Sempre me vi como um artista trágico, mas esse é um lugar-comum para quem procura coisas numa cidade que não nega variados níveis de violência. No entanto, conforme avanço nas minhas pesquisas urbanas, me pego desenhando florzinhas.



Essa atividade aparentemente pacata se dá por estudar a cidade do ponto de vista de um naturalista, explorando a paisagem e plantas, que, todos sabem, não têm voz nem olhos, mas se comunicam de forma lenta e sutil com quem tem a disposição de desacelerar-se das rotinas cotidianas.

Engana-se quem imagina uma busca pela harmonia e pelo murmúrio apaziguador. As plantas urbanas, em geral, costumam gritar alto.

Faz dois anos que estou à frente do projeto Cerrado Infinito, um trabalho de arte que consiste em descolonizar a paisagem vegetal da cidade por meio da construção de uma trilha de terra, onde planto, nas suas margens, espécies dos Campos de Piratininga, a paisagem de cerrado onde São Paulo se desenvolveu.

As plantas sobrevivem esparsas pela cidade, encontradas em condições de alta vulnerabilidade, e são coletadas e agrupadas para recriar essa paisagem esquecida. O processo é semanal, contínuo e aberto, feito com a colaboração de uma comunidade de pessoas que se formou ao redor, disposta a ajudar a plantar, semear e pensar por que substituímos 95% da nossa vegetação por espécies estrangeiras.

A descolonização sugerida vai além da dimensão material. Ao criar o local, desenvolvemos relações de intimidade com essas plantas, ressignificando e tomando conhecimento do chão onde vivemos e do processo de desenvolvimento que escolhemos ter.

É uma mudança de percepção que ocorre lentamente e que se torna explícita ao promover piqueniques aleatórios chamados de Descolonization!, onde fazemos associações artísticas, compartilhamos memórias, histórias e culturas mortas, pensando junto a importância do cerrado.

O Cerrado Infinito se torna, então, um processo de subversão do urbanismo que devolve ao território o estado de terreno baldio de onde as plantas vieram, zelando pela sua inutilidade, para que nada mais seja construído ali.
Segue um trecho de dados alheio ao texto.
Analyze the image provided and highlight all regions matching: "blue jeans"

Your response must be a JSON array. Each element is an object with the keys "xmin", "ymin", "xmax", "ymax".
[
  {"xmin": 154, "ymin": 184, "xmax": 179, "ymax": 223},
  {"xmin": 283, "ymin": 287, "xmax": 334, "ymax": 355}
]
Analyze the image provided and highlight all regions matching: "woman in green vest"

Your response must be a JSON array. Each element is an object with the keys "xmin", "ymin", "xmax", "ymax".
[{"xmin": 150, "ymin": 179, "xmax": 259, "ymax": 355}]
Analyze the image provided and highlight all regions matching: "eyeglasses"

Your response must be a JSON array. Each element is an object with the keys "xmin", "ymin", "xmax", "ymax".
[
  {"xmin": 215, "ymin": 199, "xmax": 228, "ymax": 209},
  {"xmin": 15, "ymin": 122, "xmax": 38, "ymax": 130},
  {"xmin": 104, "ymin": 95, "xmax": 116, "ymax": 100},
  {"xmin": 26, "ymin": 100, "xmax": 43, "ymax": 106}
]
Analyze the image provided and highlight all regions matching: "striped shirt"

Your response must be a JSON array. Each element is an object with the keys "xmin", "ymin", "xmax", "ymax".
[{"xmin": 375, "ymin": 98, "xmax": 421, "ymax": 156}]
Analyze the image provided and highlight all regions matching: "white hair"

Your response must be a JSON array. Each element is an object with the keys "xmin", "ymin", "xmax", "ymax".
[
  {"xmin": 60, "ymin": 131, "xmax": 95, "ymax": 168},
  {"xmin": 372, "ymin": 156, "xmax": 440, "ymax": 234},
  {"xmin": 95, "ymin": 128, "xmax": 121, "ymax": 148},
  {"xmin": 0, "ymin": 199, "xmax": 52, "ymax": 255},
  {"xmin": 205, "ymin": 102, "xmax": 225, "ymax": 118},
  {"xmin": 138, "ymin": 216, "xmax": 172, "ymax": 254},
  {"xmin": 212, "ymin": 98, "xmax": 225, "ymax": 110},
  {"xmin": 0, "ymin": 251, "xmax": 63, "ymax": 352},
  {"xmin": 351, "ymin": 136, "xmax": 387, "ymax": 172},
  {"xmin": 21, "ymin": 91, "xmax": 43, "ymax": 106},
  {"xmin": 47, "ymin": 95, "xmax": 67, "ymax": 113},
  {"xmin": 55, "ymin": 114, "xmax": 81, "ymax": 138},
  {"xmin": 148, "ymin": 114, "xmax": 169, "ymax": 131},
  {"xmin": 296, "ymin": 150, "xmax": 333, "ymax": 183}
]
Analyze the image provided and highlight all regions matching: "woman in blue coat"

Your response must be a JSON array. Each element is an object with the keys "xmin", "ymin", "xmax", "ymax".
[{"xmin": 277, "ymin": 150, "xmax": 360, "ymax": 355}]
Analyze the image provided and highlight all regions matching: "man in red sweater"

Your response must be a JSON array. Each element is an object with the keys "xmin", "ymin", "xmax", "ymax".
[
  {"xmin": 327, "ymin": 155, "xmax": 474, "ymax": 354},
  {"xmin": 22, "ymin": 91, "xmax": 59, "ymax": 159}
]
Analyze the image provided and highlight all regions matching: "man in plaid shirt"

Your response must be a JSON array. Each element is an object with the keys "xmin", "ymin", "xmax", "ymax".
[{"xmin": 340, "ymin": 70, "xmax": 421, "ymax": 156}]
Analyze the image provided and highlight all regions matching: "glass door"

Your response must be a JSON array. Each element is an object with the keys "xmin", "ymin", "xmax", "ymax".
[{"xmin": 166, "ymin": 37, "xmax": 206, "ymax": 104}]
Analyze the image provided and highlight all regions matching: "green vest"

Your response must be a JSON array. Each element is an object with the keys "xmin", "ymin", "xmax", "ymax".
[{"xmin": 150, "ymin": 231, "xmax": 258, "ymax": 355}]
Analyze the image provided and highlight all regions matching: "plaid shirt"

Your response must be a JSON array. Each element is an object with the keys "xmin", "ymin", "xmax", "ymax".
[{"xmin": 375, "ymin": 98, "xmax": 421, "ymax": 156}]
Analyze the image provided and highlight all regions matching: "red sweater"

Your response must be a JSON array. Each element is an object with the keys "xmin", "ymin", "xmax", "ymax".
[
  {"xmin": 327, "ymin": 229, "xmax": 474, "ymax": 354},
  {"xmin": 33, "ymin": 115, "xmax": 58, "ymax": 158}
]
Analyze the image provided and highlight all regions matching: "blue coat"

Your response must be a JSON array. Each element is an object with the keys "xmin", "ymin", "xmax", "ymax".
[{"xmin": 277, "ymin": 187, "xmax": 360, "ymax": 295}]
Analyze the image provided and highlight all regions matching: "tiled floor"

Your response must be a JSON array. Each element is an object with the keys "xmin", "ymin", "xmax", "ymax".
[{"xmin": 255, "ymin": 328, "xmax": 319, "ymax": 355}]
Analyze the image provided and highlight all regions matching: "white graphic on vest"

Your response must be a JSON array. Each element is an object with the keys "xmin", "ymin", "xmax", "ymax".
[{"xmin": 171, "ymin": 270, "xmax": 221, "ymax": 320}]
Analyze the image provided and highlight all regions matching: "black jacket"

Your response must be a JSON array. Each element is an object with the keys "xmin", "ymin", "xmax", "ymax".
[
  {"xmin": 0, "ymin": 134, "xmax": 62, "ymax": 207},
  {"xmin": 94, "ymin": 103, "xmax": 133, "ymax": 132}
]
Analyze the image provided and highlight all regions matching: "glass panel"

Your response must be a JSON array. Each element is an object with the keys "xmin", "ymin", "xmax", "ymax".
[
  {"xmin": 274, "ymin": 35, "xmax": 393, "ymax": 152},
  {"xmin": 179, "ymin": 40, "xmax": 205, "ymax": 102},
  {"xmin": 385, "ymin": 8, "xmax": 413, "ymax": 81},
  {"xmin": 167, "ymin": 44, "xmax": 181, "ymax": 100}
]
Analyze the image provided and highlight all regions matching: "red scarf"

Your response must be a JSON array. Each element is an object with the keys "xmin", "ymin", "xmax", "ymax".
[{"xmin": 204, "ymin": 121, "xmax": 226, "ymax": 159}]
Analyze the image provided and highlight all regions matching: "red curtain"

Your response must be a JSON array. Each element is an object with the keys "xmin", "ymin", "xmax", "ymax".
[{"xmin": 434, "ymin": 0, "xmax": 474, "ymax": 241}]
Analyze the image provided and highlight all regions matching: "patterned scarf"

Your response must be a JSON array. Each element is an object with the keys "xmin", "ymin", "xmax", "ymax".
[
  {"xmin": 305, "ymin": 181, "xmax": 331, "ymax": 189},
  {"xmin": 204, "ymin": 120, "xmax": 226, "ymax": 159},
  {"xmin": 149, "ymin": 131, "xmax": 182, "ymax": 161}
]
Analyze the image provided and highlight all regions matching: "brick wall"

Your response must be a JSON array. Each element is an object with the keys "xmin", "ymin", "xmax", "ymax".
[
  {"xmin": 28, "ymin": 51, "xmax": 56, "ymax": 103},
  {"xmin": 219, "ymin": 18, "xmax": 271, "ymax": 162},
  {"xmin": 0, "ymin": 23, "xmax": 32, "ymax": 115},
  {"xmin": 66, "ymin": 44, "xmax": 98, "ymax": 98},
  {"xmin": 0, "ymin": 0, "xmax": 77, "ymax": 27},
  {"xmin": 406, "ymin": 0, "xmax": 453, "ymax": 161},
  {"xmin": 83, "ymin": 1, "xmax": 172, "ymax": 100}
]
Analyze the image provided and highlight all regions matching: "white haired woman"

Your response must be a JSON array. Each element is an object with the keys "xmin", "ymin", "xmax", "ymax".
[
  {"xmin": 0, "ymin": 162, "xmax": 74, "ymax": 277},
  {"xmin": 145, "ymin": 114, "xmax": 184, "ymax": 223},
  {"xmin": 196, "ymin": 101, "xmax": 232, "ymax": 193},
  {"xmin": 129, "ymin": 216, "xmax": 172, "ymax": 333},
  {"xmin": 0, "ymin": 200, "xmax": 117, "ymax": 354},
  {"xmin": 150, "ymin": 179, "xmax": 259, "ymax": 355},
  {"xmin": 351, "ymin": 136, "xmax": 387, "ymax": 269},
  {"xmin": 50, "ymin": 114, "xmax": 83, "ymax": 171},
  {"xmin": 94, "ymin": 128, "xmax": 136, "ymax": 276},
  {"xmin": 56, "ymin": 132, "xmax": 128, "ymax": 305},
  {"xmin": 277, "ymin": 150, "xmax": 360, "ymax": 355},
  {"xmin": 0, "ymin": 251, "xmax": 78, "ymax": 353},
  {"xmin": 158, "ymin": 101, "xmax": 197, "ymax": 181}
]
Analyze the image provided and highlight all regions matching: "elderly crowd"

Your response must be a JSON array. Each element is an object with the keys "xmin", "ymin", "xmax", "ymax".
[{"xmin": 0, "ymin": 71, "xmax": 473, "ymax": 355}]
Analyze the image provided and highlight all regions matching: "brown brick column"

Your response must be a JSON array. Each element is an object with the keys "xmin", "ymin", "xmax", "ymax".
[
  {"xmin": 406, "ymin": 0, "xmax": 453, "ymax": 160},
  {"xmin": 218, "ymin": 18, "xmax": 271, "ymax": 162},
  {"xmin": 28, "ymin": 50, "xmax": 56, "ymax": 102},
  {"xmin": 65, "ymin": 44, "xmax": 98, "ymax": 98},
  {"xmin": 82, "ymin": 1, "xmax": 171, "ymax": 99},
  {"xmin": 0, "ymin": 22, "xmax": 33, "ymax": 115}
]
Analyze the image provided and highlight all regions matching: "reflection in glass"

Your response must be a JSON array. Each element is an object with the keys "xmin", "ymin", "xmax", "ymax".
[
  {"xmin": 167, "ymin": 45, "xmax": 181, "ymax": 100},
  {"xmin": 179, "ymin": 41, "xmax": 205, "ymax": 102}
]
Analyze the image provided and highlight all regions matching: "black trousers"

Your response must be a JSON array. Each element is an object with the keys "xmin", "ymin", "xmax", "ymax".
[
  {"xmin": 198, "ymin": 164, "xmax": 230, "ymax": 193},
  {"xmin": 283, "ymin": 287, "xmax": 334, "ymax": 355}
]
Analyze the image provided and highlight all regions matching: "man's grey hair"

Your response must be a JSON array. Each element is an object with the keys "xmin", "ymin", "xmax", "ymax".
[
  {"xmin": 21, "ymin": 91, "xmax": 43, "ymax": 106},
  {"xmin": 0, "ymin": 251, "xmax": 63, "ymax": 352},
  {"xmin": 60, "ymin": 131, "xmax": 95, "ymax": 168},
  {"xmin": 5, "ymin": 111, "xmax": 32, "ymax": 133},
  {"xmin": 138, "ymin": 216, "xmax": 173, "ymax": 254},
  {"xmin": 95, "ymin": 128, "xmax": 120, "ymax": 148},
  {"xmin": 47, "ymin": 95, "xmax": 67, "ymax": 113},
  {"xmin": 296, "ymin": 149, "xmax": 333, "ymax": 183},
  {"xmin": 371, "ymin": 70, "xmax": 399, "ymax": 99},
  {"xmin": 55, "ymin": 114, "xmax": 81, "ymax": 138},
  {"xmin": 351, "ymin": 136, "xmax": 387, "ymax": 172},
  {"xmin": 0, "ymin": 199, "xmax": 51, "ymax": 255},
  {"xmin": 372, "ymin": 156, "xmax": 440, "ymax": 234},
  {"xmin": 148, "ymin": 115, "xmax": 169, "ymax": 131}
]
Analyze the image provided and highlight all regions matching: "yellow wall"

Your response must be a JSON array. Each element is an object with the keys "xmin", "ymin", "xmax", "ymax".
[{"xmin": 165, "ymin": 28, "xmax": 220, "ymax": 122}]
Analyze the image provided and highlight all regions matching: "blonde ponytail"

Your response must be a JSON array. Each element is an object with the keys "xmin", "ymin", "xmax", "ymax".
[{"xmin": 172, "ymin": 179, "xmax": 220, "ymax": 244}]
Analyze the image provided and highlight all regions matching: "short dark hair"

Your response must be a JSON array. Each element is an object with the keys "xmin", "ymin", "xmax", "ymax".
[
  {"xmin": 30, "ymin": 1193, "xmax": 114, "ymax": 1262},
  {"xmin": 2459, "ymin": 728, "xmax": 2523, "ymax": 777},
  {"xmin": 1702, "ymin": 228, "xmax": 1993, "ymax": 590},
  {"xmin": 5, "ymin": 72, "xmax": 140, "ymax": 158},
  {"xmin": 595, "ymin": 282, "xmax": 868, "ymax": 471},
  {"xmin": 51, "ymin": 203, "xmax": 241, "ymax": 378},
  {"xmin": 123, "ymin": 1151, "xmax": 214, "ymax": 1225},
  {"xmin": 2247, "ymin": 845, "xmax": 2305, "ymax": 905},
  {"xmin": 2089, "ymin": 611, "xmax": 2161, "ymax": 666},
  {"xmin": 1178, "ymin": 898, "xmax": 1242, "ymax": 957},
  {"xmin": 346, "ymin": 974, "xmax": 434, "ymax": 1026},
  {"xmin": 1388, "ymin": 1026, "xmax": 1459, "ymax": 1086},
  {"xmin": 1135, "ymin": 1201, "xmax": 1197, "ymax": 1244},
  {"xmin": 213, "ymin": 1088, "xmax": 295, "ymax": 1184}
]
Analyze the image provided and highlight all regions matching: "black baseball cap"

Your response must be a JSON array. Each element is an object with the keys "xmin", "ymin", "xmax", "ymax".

Na cidade que não para de acelerar, comandada pela especulação imobiliária, o assunto tem um papel central se quisermos repensar o país.

Exagero? Poderíamos começar pelo básico: sem cerrado não teremos água, mas, como o nome do projeto diz, são assuntos infinitos que não cabem aqui e que são melhor entendidos visitando as plantas, ajudando na terra, tomando sol e batendo papo. Ou simplesmente desenhando flores.